Research

Research is where Floe turns raw content and screens into structured product knowledge. After ingestion collects your documentation and exploration maps your product's interface, the research pipeline analyzes both to build the understanding that powers capabilities, plans, and the AI agent's real-time answers.

What research produces

Research isn't a single pass. It runs multiple analysis layers across your content and screens:

  • Feature extraction: Identifies distinct product features from your docs and UI, grouping them by area (e.g., "Reporting," "User Management," "Integrations")
  • Workflow mapping: Connects sequences of screens into logical user flows, such as "create account then configure workspace then invite team"
  • Terminology indexing: Builds a vocabulary of your product's specific language so the agent speaks in your terms, not generic ones
  • Content-screen linking: Maps documentation topics to the screens where those features actually live, so the agent can show what it's talking about

This produces a structured knowledge base that the AI agent draws from in real time during demos, self-serve onboarding, and support conversations.

How research fits the pipeline

The typical flow is:

  1. Create a site for your product
  2. Ingest content from your docs, knowledge base, and videos
  3. Explore your product's interface
  4. Research analyzes the combination of content and screens
  5. Capabilities are generated from research output

Research runs automatically as part of capability generation. You don't need to trigger it separately. When you click Generate on the Capabilities tab, research runs first, then capabilities are produced from the results.

What you see in the dashboard

After research completes, the Knowledge tab in your site shows what Floe learned:

  • Topics: Grouped areas of your product, each with a summary of what Floe understands about that area
  • Features: Individual features identified from your content, with the source material that supports each one
  • Screen associations: Which product screens relate to which topics, so you can verify Floe's understanding
  • Content coverage: A breakdown of how much of your documentation maps to actual product screens, highlighting gaps where Floe has content but no corresponding UI or vice versa

This is the place to check whether Floe has an accurate picture of your product before running demos.

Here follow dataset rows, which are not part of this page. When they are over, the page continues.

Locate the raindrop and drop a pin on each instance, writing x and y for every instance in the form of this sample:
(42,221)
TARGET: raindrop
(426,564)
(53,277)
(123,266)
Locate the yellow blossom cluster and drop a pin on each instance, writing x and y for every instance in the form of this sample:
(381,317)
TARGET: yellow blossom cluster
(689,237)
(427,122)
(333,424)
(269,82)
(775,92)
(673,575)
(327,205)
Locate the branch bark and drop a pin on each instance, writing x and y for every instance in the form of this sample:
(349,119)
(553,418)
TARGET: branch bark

Reviewing and improving research output

Research quality depends on the quality of your inputs. If you see gaps:

Missing features: You likely need more content. Add documentation or help articles that cover the missing area, re-run ingestion, and regenerate capabilities.

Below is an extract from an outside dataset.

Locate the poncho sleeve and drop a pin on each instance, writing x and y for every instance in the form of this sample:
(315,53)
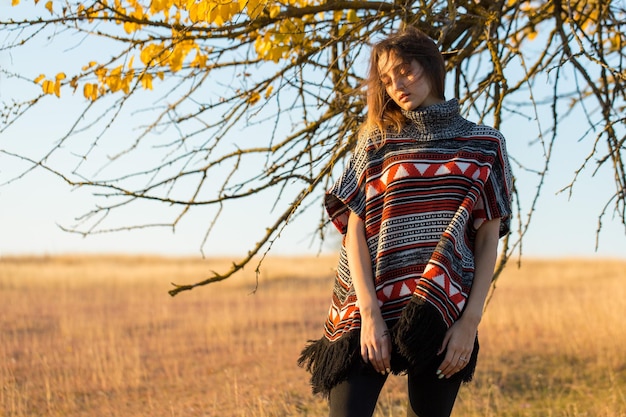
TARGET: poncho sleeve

Wrong associations: A feature might be linked to the wrong screen. This usually means exploration didn't reach the right page. Re-run exploration with deeper settings or make sure the starting URL can reach the relevant sections.

Vague descriptions: Research mirrors the clarity of your source content. If a feature description is generic, check whether the underlying documentation is specific enough. Detailed docs produce detailed research.

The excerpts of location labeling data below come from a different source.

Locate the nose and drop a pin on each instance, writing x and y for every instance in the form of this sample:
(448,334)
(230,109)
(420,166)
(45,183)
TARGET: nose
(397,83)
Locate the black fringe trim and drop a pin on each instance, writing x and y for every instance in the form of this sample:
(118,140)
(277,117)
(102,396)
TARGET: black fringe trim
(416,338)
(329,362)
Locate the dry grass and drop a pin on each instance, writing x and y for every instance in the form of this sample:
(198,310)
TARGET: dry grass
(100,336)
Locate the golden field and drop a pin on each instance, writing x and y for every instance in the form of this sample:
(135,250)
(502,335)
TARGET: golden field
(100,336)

Low coverage scores: If the content coverage section shows many topics with no screen associations, exploration may not have reached those parts of your product. Check whether login or navigation barriers prevented full access.

How the agent uses research at runtime

During a live demo or onboarding session, the agent draws on research in three ways:

Answering questions: When a prospect asks "How does your reporting work?", the agent retrieves the research-derived knowledge about your reporting features and explains it using your product's terminology.

Navigating to the right place: Research links features to screens. When the agent needs to show something, it knows which screen to navigate to because research connected the documentation topic to the specific UI location.

Contextual explanations: As the agent navigates your product, it pulls relevant knowledge for whatever is currently on screen. If the agent lands on a settings page, it can explain each section because research mapped your settings documentation to that screen.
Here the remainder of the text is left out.